He de confesar abiertamente que en tema de mujeres y de conquistas nunca he sido bueno, pero es algo que, cercano a mis 40 años me dejó de preocupar. Y me dejó de preocupar al descubrir, gracias a la lectura del libro de Strauss y uno q otro título adicional, que mi poco éxito con las mujeres era mi propia responsabilidad. No había podido desarrollar esas habilidades que tienen, algunas veces de manera natural y otras veces aprendidas, esos hombres que son capaces de estar ligado a cualquier mujer que ellos deseen. Me había convertido en un personaje que siempre pierde o que cuando gana, lo hace por default: en el chico bueno.
Pasé mi adolescencia y buena parte de mi temprana adultez preguntándome cómo amigos cercanos, que eran unos perfectos irresponsables, eran capaces de estar con mujeres que para mi se mostraban como inalcanzables. Gracias al libro de Strauss lo descubrí: el chico bueno no tiene posibilidades a menos que se convierta, o que al menos copie, las actitudes de los chicos malos, o finalmente espere a ganar por default (que lo seleccionen por ser la opción disponible menos mala)
Este tema de la seducción genera interés. No por nada Hollywood ha hecho una buena cantidad de películas alrededor del tema, y los medios han encumbrado a Neil Strauss (o Style, como le gusta que lo llamen), Mistery o Ross Jeffries como modelos a seguir. Una de esas películas, "Hitch, especialista en seducción", protagonizada por Will Smith, la usaré cómo ejemplo: Alex Hitchens, un coach de hombres en materia de seducción, intenta enseñar a un torpe hombre como conquistar al amor de su vida (una mujer que dicho ho
mbre considera que es imposible alcanzar). En el proceso de seducción, Hitchens logra atraer a una periodista de chismes, de la cual finalmente se enamora. Esta periodista de chismes (protagonizada por la cubano/americana Eva Mendes) es una mujer decepcionada de sus relaciones anteriores y es recelosa de los hombres, a tal punto que rechaza cualquier acercamiento y le parece despreciable que un hombre se valga de técnicas para lograr seducir a una mujer. En el desarrollo de la trama, en una escena en donde (Eva Mendes) le increpa a Hitchens (Will Smith) por ser un coach en materia de seducción y haber usado técnicas para seducirla a ella misma, la respuesta de Hitchens fue: que de malo tiene que un hombre pueda tener un plan para conquistar a una mujer. Mi trabajo consiste en evitar que las mujeres se saboteen a ellas mismas para que los hombres buenos lleguen a calificar.
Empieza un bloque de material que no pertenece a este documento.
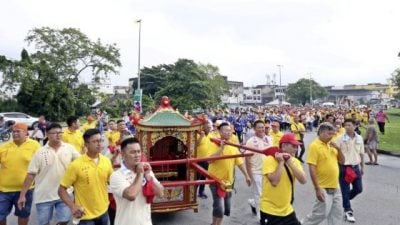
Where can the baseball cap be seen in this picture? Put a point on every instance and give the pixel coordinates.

Esto es un punto clave.
En todo lo que he leido y descubierto del tema de seducción (resulta que he encontrado infinidad de sitios por internet, gratis y a costo, que prometen a los hombres "mejorar su vida sexual y personal" a través de la enseñanza dirigida o de material de autoaprendizaje) es una constante que se recomiende a los hombres no ser un buen chico. Ser un buen chico ante los ojos de las mujeres le quita valor al hombre que lo sea. Ser buen chico (es decir, respetar a las mujeres, tomar en cuenta su opinión, tratarlas como iguales) es un signo de debilidad, de falta de caracter, una forma de aparecer suplicante ante las mujeres, cosa que las aleja (admitido por ellas). Ellas quieren al "macho alfa", al chico malo. En este punto entra Darwin.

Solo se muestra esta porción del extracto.